対象となる薬物には選択的セロトニン再取り込み阻害薬(SSRI)、三環系抗うつ薬、モノアミン酸化酵素阻害薬(MAOI)、非定型抗うつ薬(たとえばベンラファキシン、ミルタザピン、トラゾドン、デュロキセチンなど)が含まれる[1]。とくにSSRIにおいてはSSRI離脱症候群と呼ばれる。
症状には、風邪のような症状、不眠、吐き気、ふらつき、感覚障害、過剰覚醒が挙げられる[1]。抗うつ薬を6週間以上服用した患者の、おおよそ20%にこの症候が見られるとされ、投薬期間が長い、また半減期が短い薬であるほど発生しやすい[1]。2018年のシステマティックレビューでは出現率は平均56%(27-86%の範囲)で46%が重症となり、症状の期間が数か月までにわたることも珍しくはない[2]。抗うつ薬治療が6-8週間未満であれば、症状が起こることはまれである[1]。
その症状の詳細は、薬剤の処方数の多さを踏まえて議論されてきた[3]。それにもかかわらず、二重盲検化された偽薬対照試験[4]は、統計的また臨床的に有意に、SSRIの中止が困難であるということを実証した。

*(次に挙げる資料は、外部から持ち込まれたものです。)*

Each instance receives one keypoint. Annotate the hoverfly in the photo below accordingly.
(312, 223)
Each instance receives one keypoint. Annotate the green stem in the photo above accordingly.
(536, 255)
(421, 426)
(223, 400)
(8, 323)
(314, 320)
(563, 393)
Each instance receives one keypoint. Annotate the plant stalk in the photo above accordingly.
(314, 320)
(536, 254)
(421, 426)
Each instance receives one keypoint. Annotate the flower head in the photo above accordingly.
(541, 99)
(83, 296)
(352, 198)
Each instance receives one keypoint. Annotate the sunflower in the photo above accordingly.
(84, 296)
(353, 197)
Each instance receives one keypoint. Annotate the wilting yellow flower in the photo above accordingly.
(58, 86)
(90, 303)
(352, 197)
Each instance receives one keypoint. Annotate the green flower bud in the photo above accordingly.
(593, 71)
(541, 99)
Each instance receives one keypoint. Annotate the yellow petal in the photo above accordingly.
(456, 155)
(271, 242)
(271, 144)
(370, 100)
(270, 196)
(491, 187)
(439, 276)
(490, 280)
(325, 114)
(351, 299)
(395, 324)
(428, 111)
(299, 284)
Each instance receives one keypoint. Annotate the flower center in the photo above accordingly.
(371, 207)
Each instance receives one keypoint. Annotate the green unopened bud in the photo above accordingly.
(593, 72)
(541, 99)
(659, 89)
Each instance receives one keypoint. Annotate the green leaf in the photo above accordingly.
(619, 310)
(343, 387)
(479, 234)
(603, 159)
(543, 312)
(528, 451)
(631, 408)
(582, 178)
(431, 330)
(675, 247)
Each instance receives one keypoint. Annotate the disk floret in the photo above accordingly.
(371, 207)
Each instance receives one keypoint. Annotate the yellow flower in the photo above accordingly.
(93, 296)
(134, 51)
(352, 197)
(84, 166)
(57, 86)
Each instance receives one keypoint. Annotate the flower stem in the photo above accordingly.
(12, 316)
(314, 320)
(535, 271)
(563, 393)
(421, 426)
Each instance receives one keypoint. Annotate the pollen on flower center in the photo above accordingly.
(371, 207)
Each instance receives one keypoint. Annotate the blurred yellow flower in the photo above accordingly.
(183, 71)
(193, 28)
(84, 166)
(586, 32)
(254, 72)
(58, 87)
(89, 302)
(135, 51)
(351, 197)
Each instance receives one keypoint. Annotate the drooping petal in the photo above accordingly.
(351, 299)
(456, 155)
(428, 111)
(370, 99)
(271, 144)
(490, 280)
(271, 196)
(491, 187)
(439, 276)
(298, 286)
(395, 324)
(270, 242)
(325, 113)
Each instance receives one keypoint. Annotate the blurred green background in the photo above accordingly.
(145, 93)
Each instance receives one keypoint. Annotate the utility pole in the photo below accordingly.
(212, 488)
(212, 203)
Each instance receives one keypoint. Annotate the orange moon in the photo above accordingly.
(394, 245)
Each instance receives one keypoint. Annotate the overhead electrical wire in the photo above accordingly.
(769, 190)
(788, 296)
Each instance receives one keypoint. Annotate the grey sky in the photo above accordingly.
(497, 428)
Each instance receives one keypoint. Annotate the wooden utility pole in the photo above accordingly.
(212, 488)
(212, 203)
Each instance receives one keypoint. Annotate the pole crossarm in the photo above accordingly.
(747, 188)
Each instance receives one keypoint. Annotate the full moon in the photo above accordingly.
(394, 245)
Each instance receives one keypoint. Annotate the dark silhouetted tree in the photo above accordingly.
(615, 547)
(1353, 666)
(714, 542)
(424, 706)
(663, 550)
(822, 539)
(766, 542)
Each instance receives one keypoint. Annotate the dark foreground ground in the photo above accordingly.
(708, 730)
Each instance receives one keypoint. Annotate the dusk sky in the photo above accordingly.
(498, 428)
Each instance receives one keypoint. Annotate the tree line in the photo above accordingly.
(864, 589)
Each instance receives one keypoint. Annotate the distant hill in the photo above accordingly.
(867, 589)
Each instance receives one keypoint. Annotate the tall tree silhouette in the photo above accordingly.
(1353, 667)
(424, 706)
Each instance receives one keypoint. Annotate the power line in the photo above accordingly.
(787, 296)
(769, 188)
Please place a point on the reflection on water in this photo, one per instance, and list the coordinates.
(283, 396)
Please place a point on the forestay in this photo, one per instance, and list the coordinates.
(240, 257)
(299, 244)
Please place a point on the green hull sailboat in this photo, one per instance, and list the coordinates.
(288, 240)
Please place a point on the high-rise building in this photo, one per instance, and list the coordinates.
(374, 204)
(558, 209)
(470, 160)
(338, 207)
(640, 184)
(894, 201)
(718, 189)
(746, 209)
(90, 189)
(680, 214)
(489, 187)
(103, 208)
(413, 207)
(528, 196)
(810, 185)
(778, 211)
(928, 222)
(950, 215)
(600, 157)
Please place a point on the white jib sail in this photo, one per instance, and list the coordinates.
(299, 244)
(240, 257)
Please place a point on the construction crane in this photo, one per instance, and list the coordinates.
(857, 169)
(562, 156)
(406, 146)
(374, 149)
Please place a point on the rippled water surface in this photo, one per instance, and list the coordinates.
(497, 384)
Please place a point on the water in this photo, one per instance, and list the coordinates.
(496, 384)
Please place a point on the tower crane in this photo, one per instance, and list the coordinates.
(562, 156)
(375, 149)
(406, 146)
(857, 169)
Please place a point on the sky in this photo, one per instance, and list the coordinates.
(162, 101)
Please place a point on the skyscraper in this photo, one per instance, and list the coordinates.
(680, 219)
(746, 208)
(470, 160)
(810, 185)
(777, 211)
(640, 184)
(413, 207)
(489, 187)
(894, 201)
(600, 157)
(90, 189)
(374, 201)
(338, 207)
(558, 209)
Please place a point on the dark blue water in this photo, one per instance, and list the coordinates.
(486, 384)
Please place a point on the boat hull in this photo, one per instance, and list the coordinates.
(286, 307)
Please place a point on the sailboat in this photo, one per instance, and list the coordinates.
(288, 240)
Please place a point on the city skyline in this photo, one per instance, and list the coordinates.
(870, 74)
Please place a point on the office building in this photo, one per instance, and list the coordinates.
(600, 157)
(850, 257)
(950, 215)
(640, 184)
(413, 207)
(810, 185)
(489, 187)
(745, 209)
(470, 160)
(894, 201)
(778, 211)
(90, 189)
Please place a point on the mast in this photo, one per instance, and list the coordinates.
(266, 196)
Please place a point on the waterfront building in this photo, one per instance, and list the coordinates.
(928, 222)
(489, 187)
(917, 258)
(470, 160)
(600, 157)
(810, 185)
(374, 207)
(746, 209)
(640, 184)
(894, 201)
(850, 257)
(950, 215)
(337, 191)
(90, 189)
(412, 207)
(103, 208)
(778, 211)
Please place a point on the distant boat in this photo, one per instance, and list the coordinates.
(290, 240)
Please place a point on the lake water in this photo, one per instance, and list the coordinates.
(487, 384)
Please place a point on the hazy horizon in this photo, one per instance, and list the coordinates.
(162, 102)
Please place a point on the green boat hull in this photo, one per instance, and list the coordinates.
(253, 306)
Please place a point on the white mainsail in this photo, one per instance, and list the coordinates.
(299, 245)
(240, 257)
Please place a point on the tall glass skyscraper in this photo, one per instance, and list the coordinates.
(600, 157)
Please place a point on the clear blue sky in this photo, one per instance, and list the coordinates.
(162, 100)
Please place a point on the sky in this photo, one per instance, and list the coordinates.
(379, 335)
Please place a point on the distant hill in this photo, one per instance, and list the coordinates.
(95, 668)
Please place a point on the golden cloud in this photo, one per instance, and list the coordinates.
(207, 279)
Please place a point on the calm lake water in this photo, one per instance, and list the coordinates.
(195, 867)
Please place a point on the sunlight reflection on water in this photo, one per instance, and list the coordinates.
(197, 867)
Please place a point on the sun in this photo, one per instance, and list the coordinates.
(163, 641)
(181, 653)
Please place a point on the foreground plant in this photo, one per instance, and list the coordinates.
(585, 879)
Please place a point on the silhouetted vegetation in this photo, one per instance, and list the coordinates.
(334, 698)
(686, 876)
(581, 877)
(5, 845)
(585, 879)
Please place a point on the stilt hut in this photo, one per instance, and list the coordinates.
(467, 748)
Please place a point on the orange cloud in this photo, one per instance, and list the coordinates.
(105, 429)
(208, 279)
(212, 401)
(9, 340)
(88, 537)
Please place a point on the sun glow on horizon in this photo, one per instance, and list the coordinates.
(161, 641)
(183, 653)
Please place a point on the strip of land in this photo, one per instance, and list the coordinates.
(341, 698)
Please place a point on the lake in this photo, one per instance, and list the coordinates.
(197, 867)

2003年の世界保健機関(WHO)の報告によれば、研究者が「SSRI中断症候群」のような用語を用い、薬物依存症との関連付けを避けていることも指摘されている[5]。評論家は、製薬業界が薬物遊びや違法薬物と、抗うつ薬依存との差別化を図るために既得権益を持っていると主張している。主張によると、「離脱症状」という言葉が、医療を必要としているかどうか、患者を怯えさせ顧客を敬遠させるものであるという[6]。